In this scenario it is likely that most people are still holding bitcoin as an investment, hopeful of future price increases, however it has been almost 10 years since bitcoin was founded, bitcoin are a lot easier to spend and after holding for so long people are now more willing to spend them. There are probably a decent number of second stage adopters using bitcoin just as an online payment vehicle, not for investment. So let’s assume that just 70% of bitcoins are held as an investment, and therefore there are 3.75m being used for transactions. Therefore:
1btc = 30bn/2/3.75m = $4,000
Scenario 3 – To the moon!
In this scenario bitcoin has really taken hold, particularly online, where 20% of transactions now use bitcoin. Offline uptake is slower, but gaining traction. Let’s say 1% of offline transactions in developed markets use bitcoin. In emerging markets, where currencies are volatile, and where a lot of people have been receiving remittances in bitcoin from relatives abroad, offline uptake is greater, let’s say 2%.
Online transactions – 20% x $3 trn = $600bn Developed world offline – 1% x $45trn = $450bn Developing world offline – 2% x $30trn = $600bn
T = $1,450bn
In this scenario spending has really taken off, so let’s assume velocity (V) has now reached 5.
Of the 12.5 million coins in existence now, a good chunk are actually being used for real world transactions, so let’s say only 50% now are being held for investment – i.e., U = 6.25m.
1 btc = $1450bn / 5 / 6.25m = $46,400
Probability of occurrence
To estimate our bitcoin value, we take a weighted average of the values produced by each scenario, based on an assumption about the likelihood of each coming to pass.

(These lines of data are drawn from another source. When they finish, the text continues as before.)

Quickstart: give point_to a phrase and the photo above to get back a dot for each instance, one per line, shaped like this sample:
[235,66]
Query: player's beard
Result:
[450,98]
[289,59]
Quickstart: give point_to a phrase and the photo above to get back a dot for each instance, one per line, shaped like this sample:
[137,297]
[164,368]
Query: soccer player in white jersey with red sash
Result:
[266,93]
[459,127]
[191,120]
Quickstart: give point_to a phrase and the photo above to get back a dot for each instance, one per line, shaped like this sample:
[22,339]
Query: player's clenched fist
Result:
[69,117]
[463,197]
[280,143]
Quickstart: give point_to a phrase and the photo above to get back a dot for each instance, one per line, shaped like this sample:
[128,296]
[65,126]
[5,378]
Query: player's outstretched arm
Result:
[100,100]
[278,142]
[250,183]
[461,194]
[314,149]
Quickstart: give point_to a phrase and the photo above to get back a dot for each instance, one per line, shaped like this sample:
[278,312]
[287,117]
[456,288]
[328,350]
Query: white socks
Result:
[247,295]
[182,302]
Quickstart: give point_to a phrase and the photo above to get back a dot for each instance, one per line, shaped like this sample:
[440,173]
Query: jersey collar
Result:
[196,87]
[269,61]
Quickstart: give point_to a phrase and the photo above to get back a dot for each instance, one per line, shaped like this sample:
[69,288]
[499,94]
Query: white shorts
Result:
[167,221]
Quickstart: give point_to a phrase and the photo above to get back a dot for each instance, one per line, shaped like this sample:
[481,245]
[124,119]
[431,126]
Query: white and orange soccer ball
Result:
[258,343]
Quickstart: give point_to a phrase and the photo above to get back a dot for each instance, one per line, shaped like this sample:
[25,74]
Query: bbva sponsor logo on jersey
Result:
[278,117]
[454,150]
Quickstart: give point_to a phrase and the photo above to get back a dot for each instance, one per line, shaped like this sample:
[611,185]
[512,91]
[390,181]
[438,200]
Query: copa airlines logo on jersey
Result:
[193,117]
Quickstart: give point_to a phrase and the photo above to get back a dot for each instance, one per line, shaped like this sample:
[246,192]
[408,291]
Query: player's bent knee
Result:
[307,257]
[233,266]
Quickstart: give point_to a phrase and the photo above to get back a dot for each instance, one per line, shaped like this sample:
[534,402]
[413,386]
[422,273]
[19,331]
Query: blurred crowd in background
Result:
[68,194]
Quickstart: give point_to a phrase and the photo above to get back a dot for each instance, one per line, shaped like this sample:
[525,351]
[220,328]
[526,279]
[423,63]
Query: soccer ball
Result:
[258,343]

Scenario Btc value Likelihood Weighted value 1. Crash and burn $0 50% $0 2. Nice but boring $4,000 45% $1,800 3. To the moon $46,400 5% $2,320 100% $4,120
Therefore, if you accept the assumptions above, and the probability attributed to each scenario, the probability weighted value of a single bitcoin in 5 years time will need to be $4,120.
Time value of money
To reach a valuation for a bitcoin today, we need to discount backwards from the value in 5 years time. This is very simple, since we do not need to discount heavily as we have already considered the ‘risk’ within our scenario analysis. The only discounting we need to do is therefore at the risk free rate, which is usually taken to be the yield you would get if you held a US Treasury bond of similar duration. Let’s say this is 3%. Discounting $4,120 back to today we therefore arrive at our final ‘finger in the air’ value for one bitcoin today:
1 bitcoin = $3,554
- Implications of the current btc value
As of April 12 2014, the value of one bitcoin is around $420. We can take this value and, holding other assumptions as they are, solve for a single variable to see what might be happening.
For instance, perhaps I am being unfair in treating some bitcoins as out of use. If we solve for U, taking $422 as the value of one bitcoin, the implied number of bitcoins in use is 43 million – an impossible number. Let’s assume that in 2019 all 15 million bitcoins ever mined are ‘in use’, and that the velocity of transactions stays the same. If so, the value of 1 bitcoin today ought to be $1,222.
If we solve for the probability of scenario 1 happening (keeping the ratio of the likelihood of scenario 2 and 3 the same), we discover that today’s $422 valuation implies a likelihood of bitcoin ‘crashing and burning’ of 94.06%.